5.14GENERAL COUNCIL REPRESENTATIVES

5.14.1The NABNW Executive Team Chairperson will represent NABNW on the North American Baptist General Council. If more than one representative is allowed, they shall be appointed by the NABNW Executive Team. Expenses for travel to and from NAB General Council meetings will be reimbursed by NABNW.

ARTICLE 6 – PARLIAMENTARY AUTHORITY

6.1In all circumstances not specifically covered by these bylaws, Robert’s Rules of Order shall be used as the basis of parliamentary authority. The Chairperson of the Executive Team shall appoint a parliamentarian prior to each annual or special meeting of the member churches.

ARTICLE 7 – AMENDMENTS

7.1These bylaws may be amended at any annual or special meeting of NABNW delegates. Each proposed amendment must be presented to the Executive Team not less than 90 days prior to the annual or special meeting at which such proposed amendment is to be considered and acted upon.

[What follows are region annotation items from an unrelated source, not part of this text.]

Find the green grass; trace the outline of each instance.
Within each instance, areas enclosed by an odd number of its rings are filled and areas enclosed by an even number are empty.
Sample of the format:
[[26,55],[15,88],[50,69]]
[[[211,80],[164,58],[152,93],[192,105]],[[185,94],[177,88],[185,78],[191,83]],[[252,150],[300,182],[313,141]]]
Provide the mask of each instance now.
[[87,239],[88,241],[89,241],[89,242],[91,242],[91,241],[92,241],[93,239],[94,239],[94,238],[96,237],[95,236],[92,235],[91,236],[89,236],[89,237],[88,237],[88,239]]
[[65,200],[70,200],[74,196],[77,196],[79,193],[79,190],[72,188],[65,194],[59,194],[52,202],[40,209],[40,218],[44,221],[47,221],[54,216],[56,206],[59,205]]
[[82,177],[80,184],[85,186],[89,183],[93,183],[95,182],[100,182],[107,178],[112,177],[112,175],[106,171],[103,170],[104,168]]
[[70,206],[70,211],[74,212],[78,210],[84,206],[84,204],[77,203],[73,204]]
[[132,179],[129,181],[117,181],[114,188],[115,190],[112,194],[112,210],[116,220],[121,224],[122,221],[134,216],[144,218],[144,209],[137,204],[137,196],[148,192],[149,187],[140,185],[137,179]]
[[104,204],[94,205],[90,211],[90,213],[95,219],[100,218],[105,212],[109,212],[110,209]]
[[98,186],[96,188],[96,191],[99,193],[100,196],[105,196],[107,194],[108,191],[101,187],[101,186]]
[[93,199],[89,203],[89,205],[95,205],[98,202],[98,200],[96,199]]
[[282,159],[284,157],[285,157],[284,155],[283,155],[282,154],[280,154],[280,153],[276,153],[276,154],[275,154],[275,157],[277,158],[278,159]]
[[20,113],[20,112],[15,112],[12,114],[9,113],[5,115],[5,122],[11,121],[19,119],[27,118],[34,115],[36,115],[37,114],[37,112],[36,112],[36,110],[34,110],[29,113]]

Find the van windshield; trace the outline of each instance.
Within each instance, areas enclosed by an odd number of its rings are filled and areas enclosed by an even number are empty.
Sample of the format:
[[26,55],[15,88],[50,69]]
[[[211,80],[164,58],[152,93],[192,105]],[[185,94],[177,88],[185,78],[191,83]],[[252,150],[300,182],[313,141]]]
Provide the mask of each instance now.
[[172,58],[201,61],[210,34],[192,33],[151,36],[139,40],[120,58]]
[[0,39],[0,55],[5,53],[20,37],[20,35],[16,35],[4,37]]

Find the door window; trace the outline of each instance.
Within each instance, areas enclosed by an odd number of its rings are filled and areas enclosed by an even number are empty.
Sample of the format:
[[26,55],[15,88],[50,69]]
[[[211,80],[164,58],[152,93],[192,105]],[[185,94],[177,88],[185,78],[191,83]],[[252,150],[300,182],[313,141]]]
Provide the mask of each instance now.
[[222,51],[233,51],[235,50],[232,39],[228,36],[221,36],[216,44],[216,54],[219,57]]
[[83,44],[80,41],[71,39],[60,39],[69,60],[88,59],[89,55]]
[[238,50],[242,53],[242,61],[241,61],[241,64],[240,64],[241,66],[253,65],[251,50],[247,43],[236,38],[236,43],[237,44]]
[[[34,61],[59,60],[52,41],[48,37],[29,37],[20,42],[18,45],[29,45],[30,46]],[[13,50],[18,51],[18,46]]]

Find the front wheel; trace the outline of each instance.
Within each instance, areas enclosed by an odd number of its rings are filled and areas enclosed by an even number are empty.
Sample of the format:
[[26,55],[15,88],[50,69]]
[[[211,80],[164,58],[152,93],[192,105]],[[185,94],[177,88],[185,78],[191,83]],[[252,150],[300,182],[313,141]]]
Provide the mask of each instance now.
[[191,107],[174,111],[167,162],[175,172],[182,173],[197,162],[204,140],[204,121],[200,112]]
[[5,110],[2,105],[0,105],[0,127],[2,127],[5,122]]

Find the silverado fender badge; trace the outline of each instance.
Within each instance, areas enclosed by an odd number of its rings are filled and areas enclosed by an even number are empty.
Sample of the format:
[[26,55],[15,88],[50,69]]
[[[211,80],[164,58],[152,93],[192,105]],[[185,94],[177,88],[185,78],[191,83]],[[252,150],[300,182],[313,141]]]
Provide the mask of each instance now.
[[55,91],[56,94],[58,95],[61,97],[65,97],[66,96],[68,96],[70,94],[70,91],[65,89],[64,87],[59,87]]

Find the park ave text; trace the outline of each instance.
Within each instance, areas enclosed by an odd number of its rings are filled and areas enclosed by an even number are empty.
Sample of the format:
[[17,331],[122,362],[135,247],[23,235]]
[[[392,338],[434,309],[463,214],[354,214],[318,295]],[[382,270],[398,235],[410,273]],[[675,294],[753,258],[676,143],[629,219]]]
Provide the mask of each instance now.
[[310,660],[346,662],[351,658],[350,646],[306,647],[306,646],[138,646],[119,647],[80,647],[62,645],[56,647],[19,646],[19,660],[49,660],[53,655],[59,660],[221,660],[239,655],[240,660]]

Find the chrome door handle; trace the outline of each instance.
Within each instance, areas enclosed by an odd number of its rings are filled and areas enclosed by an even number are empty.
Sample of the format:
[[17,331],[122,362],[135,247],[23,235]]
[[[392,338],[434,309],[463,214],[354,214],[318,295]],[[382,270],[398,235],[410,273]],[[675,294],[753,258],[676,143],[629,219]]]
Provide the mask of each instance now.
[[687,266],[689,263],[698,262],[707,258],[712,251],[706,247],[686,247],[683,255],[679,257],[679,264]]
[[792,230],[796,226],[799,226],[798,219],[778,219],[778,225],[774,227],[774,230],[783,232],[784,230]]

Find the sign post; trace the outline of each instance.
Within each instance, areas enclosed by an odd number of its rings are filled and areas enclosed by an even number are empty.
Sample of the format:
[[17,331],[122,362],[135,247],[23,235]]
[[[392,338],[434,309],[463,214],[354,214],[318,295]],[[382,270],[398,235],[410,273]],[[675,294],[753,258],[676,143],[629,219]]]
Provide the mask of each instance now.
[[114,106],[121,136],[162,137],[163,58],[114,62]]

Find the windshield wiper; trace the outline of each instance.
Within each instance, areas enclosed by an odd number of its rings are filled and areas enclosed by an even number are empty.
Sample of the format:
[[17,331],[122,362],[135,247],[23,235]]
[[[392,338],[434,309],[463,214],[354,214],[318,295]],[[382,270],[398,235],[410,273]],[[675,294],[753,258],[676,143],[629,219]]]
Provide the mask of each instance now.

7.2Notice of a meeting at which a change in the bylaws will be considered shall be given to member churches at least 40 days in advance of such meeting.

7.3An affirmative vote of a two-thirds majority of delegates present is required for passage of amendments to the bylaws, except amendments to Article 2.4 altering the voluntary covenant of relationship with NAB. These shall require an affirmative vote of a three-fourths majority of delegates present from the member churches of NABNW.

7.4Appendices referred to in these by-laws may be added to or amended by the NABNW Executive Team without notification or approval of member churches and/or their delegates.

ARTICLE 8 – IRC 501(C) (3) TAX EXEMPTION PROVISIONS

8.1LIMITATION ON ACTIVITIES

8.1.1No substantial part of the activities of this corporation shall be the carrying on of propaganda, or otherwise attempting to influence legislation [except as otherwise provided by Section 501(h) of the Internal Revenue Code], and this corporation shall not participate in, or intervene in (including the publication or distribution of statements) any political campaign on behalf of or in opposition to any candidate for public office.

8.1.2Notwithstanding any other provisions of these Bylaws, this corporation shall not carry on any activities not permitted to be carried on (a) by a corporation exempt from federal income tax under Section 501(c) (3) of the Internal Revenue Code or (b) by a corporation, contributions to which are deductible under Section 170(c) (2) of the Internal Revenue Code.

8.2PROHIBITION AGAINST PRIVATE INUREMENT

8.2.1No part of the net earnings of this corporation shall inure to the benefit of or be distributable to its members, Executive Team members or trustees, officers or other private persons, except that the corporation shall be authorized and empowered to pay reasonable compensation for services rendered and to make payments and distributions in furtherance of the purposes of this corporation.